Thomas (1998) gives an example of the pre-transference being acted out within the therapy room when he recalls an incident with a white child psychotherapist, who said that she could no longer give black dolls to her black children for play work. After exploration, it became evident that she viewed the black dolls as inferior to white dolls and hence could not give the children something inferior to play with. She wanted to protect the black children from their blackness and protect herself from her whiteness. Some therapists may believe that they must protect their black clients from the race issue, as well as themselves.

We must never lose sight of the economic and social interests being served and mediated by covert and overt racism inside and outside the therapy room.  If therapists ignore race or don’t deal with it adequately, there is a danger of the therapist and client re-enacting historical racist dynamics, and for the therapist to misjudge ‘political’ resistance as ‘therapeutic’ resistance.

Transcultural therapy addresses this political resistance and challenges the dormant racism within psychotherapy and has been described by McKenzie-Mavinga as:

“an understanding and reflection of diverse and intercultural experiences. In this approach, consideration is given to origins and belief systems that mirror and influence identity, personal experience and the social impact of oppressions, within the therapeutic relationship”

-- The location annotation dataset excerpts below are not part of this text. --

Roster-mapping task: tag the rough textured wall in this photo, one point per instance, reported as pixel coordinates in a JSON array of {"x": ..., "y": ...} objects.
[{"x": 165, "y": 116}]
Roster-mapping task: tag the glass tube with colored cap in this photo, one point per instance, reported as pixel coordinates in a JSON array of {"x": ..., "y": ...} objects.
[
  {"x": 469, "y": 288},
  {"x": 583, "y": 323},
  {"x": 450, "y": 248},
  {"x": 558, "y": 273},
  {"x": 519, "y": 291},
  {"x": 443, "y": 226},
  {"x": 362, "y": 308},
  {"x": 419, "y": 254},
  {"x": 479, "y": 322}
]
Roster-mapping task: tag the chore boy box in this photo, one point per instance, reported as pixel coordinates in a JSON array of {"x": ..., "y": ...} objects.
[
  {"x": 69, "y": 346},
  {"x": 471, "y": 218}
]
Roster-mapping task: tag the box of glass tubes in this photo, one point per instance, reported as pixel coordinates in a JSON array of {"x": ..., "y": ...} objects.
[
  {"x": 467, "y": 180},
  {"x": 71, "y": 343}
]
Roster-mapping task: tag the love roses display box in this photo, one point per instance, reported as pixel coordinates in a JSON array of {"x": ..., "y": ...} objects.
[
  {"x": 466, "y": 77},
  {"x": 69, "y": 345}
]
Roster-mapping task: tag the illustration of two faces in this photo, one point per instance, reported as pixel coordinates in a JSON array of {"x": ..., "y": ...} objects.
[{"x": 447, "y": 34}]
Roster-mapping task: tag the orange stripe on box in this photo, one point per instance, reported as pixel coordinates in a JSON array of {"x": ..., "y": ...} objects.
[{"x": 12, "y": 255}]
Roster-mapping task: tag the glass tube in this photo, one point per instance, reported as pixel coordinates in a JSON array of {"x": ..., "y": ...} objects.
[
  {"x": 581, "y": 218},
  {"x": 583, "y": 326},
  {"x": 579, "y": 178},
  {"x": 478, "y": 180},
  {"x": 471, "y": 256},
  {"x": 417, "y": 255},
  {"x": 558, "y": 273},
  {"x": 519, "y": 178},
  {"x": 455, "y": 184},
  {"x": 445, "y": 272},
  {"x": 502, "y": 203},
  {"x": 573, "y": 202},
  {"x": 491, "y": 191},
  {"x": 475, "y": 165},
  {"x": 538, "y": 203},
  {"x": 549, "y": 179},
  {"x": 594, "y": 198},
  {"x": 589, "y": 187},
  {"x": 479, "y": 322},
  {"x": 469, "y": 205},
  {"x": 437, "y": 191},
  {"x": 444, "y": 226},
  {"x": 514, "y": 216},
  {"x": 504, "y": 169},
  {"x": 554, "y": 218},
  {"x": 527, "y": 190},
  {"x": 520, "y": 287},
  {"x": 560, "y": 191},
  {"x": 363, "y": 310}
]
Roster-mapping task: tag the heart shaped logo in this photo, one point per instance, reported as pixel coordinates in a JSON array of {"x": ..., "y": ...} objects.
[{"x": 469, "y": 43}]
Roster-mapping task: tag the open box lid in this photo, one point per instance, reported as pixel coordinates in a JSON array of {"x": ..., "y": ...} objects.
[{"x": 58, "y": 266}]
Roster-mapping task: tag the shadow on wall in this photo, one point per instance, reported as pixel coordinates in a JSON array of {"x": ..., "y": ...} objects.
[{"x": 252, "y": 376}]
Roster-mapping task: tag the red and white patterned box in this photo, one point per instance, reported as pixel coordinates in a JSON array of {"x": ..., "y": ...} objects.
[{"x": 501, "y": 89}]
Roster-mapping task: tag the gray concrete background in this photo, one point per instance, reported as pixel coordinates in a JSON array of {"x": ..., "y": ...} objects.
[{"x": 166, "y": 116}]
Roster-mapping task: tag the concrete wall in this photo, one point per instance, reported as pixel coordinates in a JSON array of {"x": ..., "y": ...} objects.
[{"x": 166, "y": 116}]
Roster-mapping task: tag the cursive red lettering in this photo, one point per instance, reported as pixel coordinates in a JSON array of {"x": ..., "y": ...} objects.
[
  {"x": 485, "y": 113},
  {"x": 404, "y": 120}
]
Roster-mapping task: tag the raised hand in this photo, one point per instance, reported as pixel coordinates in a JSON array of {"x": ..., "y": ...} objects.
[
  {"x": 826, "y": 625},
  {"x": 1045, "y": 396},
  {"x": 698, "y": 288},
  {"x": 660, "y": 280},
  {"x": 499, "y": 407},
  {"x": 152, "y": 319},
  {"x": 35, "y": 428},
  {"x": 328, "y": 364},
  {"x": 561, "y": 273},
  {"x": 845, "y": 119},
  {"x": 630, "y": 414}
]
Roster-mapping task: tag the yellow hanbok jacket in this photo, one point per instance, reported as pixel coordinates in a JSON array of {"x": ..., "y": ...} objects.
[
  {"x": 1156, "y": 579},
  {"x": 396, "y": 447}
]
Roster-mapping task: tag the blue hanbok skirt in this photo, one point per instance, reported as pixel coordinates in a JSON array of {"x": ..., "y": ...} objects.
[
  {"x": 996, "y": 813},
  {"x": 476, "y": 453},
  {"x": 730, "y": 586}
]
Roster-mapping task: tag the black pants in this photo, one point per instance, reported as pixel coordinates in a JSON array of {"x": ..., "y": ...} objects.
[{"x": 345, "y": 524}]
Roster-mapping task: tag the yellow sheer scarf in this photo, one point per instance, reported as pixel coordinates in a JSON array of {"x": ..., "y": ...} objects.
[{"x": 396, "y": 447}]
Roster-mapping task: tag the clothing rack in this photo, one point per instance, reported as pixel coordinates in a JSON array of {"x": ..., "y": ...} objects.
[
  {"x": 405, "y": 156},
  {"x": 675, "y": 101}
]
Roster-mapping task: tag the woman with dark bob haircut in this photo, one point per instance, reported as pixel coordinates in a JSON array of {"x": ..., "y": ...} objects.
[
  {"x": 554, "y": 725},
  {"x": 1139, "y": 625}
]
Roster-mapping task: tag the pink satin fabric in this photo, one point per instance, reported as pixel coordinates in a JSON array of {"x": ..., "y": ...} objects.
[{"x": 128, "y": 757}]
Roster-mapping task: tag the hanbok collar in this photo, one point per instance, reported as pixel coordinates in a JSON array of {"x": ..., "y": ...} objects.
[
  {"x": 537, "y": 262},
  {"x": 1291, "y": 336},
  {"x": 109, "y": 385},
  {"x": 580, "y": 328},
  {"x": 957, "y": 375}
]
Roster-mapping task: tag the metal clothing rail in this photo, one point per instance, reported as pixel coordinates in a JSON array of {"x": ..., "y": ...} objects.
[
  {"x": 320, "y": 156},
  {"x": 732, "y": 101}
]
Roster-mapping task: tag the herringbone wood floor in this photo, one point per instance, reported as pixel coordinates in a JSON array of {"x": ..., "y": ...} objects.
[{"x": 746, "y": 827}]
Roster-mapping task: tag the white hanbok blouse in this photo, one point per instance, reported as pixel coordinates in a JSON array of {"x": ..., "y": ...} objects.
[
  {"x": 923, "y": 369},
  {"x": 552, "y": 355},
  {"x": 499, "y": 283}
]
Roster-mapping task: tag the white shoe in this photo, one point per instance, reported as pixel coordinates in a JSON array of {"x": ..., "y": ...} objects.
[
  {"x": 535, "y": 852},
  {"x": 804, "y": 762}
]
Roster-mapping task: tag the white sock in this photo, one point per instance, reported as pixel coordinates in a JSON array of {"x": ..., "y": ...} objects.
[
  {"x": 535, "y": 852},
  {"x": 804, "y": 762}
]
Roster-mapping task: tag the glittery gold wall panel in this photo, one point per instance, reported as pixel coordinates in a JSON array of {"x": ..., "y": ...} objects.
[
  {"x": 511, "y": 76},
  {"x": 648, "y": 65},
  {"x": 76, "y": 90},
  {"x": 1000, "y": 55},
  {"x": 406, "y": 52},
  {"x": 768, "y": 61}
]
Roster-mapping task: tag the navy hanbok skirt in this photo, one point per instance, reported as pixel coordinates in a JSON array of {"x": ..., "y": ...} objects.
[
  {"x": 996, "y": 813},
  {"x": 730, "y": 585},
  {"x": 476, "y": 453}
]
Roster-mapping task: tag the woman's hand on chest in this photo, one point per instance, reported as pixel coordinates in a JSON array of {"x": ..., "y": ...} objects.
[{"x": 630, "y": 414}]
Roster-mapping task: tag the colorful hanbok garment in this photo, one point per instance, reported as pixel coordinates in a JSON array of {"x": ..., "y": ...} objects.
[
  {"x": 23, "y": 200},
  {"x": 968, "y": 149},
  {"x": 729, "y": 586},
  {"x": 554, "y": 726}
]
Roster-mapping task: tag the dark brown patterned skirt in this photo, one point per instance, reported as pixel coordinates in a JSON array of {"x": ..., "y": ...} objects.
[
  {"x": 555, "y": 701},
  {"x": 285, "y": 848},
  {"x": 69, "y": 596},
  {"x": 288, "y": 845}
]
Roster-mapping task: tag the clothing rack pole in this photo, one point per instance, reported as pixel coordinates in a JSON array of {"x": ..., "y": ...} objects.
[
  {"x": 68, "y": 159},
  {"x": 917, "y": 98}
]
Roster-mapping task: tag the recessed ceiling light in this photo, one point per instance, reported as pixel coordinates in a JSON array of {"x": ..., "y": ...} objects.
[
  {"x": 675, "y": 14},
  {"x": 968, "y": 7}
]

(The Handbook of Transcultural Counselling and Psychotherapy, 2011, p30)

Therefore, transcultural therapy is not about a ‘type’ of therapy for black and ethnic minority people, but is about:

  • Becoming aware of our own culture, assumptions, prejudices, and stereotypes
  • Working through the pre-transference
  • Learning about diverse cultures and their histories.
  • Understanding the historical implications of race and racism within counselling and psychotherapy
  • Learning about slavery, colonialism, and oppression
  • Exploring the impact of oppression and race on the unconscious process,
  • Exploring the dynamics of culture, race, and ethnic difference in the therapeutic relationship
  • Reviewing our own practice and considering what is multi-culturally therapeutic

The impact of oppression and racism is far reaching for all cultures, past and present; and, it is essential for everyone to have a safe place to explore and heal from the trauma that has been carried by generations.


Curry, A. (1964) ‘Myth, Transference and the Black Psychotherapist’. International Review of Psychoanalysis, 45

Darwin, C. (1874) The Descent of Man. Penguin Classics (republished 2004).

Littlewood, R. and Kareem, J. (1998) Intercultural Therapy. Oxford, Blackwell.

Littlewood, R. and Lipsedge, M. (1989) Aliens and Alienists: Ethnic Minorities and Psychiatry, 2nd revised edn. London: Unwin Hyman (originally published 1982)

McKenzie-Mavinga, I (2011) in The Handbook for Transcultural Counselling and Psychotherapy. Eds Colin Lago. Open University Press.

Thomas A. (1998) The stresses of being a counsellor trainer. In H. Johns (ed.) Balancing Acts: Studies in Counselling Training. London: Routledge.

Thomas, A. and Sillen, S. (1972) Racism and Psychiatry. New York: Brunner/Mazel.

Wade, P. and Berstein, B. L. (1991) ‘Cultural Sensitivity Training and Counsellors’ Race: effects on black female clients’ perceptions and attrition’. Journal of Counselling Psychology, 38, 9-15.

[1] Throughout this article, I have interchangeably used the terms ‘black’, ‘ethnic minorities’, ‘people of colour’, in the political sense with its origins in the anti-racist and civil rights movements. Whilst the term ‘black’ originally only referred to people of African and Caribbean descent, the word has come to encompass both Asian and Arab people, seeing commonalities in their shared oppression.